PHF1 is required for chromosome alignment and asymmetric division during mouse meiotic oocyte maturation

• Published in: Cell cycle (Georgetown, Tex.) Vol. 17; no. 21-22; pp. 2447 - 2459
• Main Authors: Qu, Yi, Wang, Yang, Qiao, Jie
• Format: Journal Article
• Language: English
• Published: United States Taylor & Francis 17.11.2018
• Subjects: Animals; asymmetric division; BubR1; Cell Cycle Proteins - genetics; Cell Cycle Proteins - metabolism; Cells, Cultured; chromosome alignment; Chromosome Segregation; Female; Gene Expression Regulation, Developmental; Meiosis; Mice, Inbred ICR; oocyte maturation; Oocytes - metabolism; PHF1; Ploidies; Protein-Serine-Threonine Kinases - genetics; Protein-Serine-Threonine Kinases - metabolism; Research Paper; Signal Transduction; Spindle Apparatus - genetics; Spindle Apparatus - metabolism; Transcription Factors - genetics; Transcription Factors - metabolism; oocyte maturation; asymmetric division; chromosome alignment; BubR1; PHF1
• ISSN: 1538-4101; 1551-4005
• DOI: 10.1080/15384101.2018.1542896

In recent years, the etiological study of oocyte maturation failure and other mechanisms of early embryonic development has gradually advanced. However, while some achievements have been made in this field, the intrinsic mechanisms underlying disordered oocyte maturation remain unclear. Polycomb group proteins (PcG) are a family of proteins that are involved in the epigenetic silencing of genes. Many members of this family are reportedly involved in mammalian oocyte maturation and early embryonic development.
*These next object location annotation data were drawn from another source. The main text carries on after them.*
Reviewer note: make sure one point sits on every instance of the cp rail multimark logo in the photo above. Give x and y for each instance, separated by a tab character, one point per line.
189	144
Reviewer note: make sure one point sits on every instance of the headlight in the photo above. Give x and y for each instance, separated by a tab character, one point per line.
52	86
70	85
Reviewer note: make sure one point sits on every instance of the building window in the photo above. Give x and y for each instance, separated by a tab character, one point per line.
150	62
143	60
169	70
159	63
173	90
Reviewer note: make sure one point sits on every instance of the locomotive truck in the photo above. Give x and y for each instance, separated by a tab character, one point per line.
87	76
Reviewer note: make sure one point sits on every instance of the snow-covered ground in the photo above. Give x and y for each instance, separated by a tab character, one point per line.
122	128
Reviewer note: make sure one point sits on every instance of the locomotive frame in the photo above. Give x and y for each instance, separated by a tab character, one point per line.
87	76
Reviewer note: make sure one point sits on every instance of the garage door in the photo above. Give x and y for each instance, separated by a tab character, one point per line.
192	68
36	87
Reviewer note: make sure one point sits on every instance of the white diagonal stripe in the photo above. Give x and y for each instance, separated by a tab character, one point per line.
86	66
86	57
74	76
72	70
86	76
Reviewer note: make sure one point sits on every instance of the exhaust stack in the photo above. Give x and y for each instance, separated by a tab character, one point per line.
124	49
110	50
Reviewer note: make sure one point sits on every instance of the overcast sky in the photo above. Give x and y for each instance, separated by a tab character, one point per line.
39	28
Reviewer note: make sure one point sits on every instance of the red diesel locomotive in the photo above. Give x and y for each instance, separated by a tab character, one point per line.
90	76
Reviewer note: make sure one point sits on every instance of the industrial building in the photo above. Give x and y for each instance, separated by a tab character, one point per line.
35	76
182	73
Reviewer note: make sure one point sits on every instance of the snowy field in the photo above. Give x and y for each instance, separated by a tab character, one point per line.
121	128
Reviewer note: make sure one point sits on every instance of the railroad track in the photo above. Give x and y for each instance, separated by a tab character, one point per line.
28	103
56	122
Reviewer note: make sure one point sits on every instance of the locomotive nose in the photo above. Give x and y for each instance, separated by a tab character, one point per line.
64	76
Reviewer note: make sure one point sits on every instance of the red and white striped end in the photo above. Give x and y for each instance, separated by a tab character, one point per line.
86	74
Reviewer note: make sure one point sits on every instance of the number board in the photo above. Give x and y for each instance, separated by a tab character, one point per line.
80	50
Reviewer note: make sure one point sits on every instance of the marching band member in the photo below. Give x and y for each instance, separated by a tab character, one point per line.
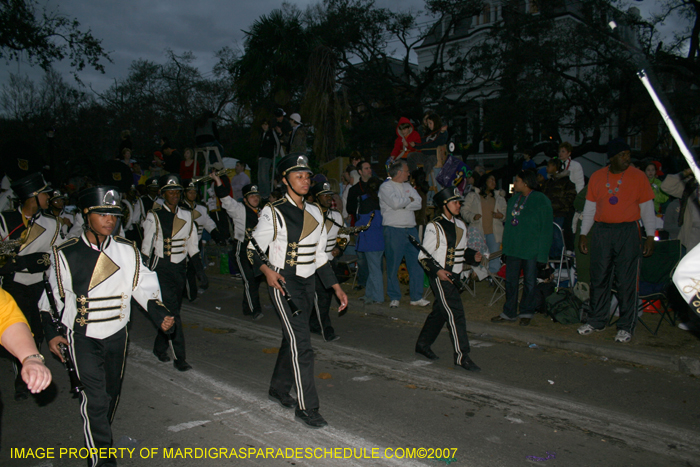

PHD finger protein 1 (PHF1) is a core member of the polycomblike group of proteins, although its role in oocyte maturation and early embryonic development are unknown. A previous study by our group using single cell transcriptome analysis and high-throughput technology revealed that PHF1 mRNA was elevated in the human oocyte and the early preimplantation embryo. This suggests that PHF1 may play an important role in oocyte maturation and early embryonic development. In the present study, we aimed to reveal the biological function of PHF1 in mouse oocyte maturation and illuminate its regulatory mechanisms. We report here, for the first time, that PHF1 is necessary for the accurate alignment of chromosomes and oocyte euploidy, as well for the regulation of the asymmetric division of oocytes in mouse. The results of the present study may have the potential to provide a new research direction of human oocyte maturation disorder and early embryonic development block. These results may also provide new diagnosis or treatment strategies for clinical patients.